Findings: A total of 14 datasets containing 2572 samples from 10 countries from both adult and paediatric patients were included in the analysis. Of these, three datasets (N=1023) were used to discover a set of three genes (GBP5, DUSP3, and KLF2) that are highly diagnostic for active tuberculosis. We validated the diagnostic power of the three gene set to separate active tuberculosis from healthy controls (global area under the ROC curve (AUC) 0·90 [95% CI 0·85-0·95]), latent tuberculosis (0·88 [0·84-0·92]), and other diseases (0·84 [0·80-0·95]) in eight independent datasets composed of both children and adults from ten countries. Expression of the three-gene set was not confounded by HIV infection status, bacterial drug resistance, or BCG vaccination. Furthermore, in four additional cohorts, we showed that the tuberculosis score declined during treatment of patients with active tuberculosis.
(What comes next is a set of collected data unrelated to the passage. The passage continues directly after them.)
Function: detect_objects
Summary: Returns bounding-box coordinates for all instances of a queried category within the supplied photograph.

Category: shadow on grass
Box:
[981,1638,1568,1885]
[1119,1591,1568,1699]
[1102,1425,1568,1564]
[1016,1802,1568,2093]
Interpretation: Overall, our integrated multicohort analysis yielded a three-gene set in whole blood that is robustly diagnostic for active tuberculosis, that was validated in multiple independent cohorts, and that has potential clinical application for diagnosis and monitoring treatment response. Prospective laboratory validation will be required before it can be used in a clinical setting.
Funding: National Institute of Allergy and Infectious Diseases, National Library of Medicine, the Stanford Child Health Research Institute, the Society for University Surgeons, and the Bill and Melinda Gates Foundation.